Where the superb show at MAC excels is in the inclusion of Walker’s muses’ own narratives. The centre has worked with journalist Maria Margaronis to produce a series of personal interviews with some of the women featured in Caroline Walker’s paintings. The interviews document the women’s experiences and the journeys that have led them to roles they now undertake. For instance, Ana Maria, one of the figures in ‘Three Maids’ talks about the demands of her underpaid job, cleaning the hotel rooms of wealthy women who ignore her ‘hello’.
This emphasis on telling such stories, from the inside, echoes Walker’s own way of working – her narrative paintings may give clues about the women in the frame, but they never dictate how we should see them. “I never want anything I make to be too prescriptive about what someone should think.
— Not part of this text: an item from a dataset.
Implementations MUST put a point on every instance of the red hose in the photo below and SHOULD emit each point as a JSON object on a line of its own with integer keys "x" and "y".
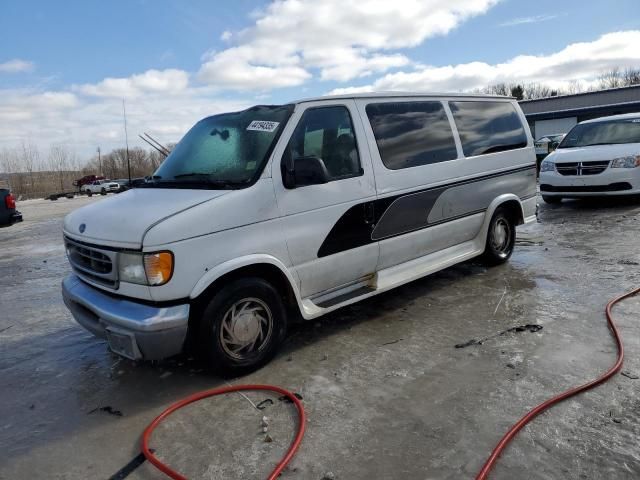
{"x": 146, "y": 436}
{"x": 502, "y": 444}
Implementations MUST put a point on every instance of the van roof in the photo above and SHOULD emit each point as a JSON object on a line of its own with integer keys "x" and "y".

They are observations on what is a complex subject with lots of potential readings”, she has said.
What Walker’s portraits do is reflect real-life female experience from everyday life, which she has described as an “endless subject”. The act of ‘looking’ is paramount to her practice, peering from the outside into interior worlds of action and purpose. Walker draws the viewer into her paintings, which are always more complex than they might at first appear, much like the muses she chooses to portray. Are her women empowered or subjugated? Walker’s narratives don’t answer such questions – it isn’t for her to say – but she does importantly shine a light on the unseen labour of women, in seductive painterly style.
‘Caroline Walker: Women’s Work’ runs 25 May – 5 September 2021 Midlands Arts Centre in Birmingham. It is free to attend.